Germany’s ascent reflects its substantial current account surplus, which reached €248.7 billion in 2024 thanks largely to a strong trade performance. Japan’s surplus in turn was ¥29.4 trillion according to the finance ministry, equivalent to around €180 billion. Last year the euro-yen rate rose around 5%, exaggerating the increase in German assets versus Japanese in yen terms.
Minister of Finance Katsunobu Kato signaled Tuesday that he was unperturbed by the development. “Given that Japan’s net external assets have also been steadily increasing, the ranking alone should not be taken as a sign that Japan’s position has changed significantly,” Kato told reporters.For Japan, a weaker yen contributed to increases in both foreign assets and liabilities, but assets grew at a faster pace, driven in part by expanded business investment abroad.
The data generally reflect broader trends in foreign direct investment. In 2024, Japanese companies maintained a robust appetite for foreign direct investment, particularly in the US and UK, according to the ministry.
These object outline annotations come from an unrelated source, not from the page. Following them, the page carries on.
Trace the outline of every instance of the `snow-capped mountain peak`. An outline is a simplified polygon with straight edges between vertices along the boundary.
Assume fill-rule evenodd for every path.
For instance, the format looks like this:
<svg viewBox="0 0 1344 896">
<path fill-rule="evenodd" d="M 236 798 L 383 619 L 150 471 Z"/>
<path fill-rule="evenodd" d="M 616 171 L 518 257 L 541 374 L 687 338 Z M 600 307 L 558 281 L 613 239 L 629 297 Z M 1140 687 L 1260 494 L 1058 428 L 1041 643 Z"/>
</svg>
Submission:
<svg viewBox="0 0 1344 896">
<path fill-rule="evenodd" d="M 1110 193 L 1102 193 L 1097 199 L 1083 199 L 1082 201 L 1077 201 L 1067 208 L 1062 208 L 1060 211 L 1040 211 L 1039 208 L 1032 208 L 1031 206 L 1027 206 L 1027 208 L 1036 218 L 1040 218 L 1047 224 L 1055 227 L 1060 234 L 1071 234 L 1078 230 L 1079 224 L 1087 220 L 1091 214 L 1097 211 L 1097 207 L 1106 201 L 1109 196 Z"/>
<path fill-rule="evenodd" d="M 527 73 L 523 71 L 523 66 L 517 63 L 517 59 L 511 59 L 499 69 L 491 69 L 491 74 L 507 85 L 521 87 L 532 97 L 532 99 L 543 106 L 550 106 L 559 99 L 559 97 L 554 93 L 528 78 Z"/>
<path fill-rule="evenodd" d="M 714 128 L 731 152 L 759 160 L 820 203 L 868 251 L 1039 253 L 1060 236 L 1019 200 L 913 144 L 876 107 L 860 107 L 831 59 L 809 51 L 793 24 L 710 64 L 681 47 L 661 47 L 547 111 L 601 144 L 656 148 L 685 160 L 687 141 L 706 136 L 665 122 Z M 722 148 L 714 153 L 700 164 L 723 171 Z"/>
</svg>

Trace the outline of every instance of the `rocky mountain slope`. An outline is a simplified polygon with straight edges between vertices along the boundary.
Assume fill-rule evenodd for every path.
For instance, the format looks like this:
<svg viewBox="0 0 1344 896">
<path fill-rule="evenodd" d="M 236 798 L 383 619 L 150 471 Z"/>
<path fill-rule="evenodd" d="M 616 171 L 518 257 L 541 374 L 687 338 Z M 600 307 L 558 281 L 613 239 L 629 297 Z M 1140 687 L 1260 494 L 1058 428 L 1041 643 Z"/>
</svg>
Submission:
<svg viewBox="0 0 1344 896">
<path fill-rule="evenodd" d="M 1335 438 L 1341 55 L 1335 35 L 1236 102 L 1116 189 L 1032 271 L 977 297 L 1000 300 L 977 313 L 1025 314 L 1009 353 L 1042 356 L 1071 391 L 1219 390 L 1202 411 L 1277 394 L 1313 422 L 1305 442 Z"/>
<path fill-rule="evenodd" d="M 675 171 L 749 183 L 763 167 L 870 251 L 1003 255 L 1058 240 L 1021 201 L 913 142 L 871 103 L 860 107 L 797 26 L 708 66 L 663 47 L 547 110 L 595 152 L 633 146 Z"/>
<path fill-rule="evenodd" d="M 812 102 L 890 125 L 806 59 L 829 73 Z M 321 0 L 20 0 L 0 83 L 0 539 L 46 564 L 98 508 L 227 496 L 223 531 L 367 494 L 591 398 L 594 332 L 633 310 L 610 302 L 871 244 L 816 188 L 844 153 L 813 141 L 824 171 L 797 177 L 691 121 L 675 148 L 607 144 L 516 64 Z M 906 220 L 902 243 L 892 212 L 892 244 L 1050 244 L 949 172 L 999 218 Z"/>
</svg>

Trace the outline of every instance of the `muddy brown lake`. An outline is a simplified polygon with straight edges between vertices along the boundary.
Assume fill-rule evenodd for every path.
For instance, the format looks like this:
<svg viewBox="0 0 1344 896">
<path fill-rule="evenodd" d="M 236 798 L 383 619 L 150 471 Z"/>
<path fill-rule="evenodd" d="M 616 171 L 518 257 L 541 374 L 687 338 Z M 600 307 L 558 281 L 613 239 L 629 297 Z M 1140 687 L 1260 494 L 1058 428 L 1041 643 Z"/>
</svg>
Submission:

Sectors such as finance, insurance and retail attracted significant capital from Japanese investors, the ministry said.
Japan’s increasing allocations of funds to direct investment rather than foreign securities means it’s more difficult to repatriate funds quickly, according to Daisuke Karakama, chief market economist at Mizuho Bank.
“It’s easy to imagine domestic investors selling foreign bonds and securities when risks emerge, but they’re not going to divest from overseas companies they’ve acquired so easily,” Karakama said.
Looking ahead, the trajectory of outbound investment may hinge on whether Japanese firms continue to expand their overseas spending, especially in the US. With President Donald Trump’s tariff policies in effect, some companies may be incentivized to relocate production or transfer assets to the US to mitigate trade-related risks.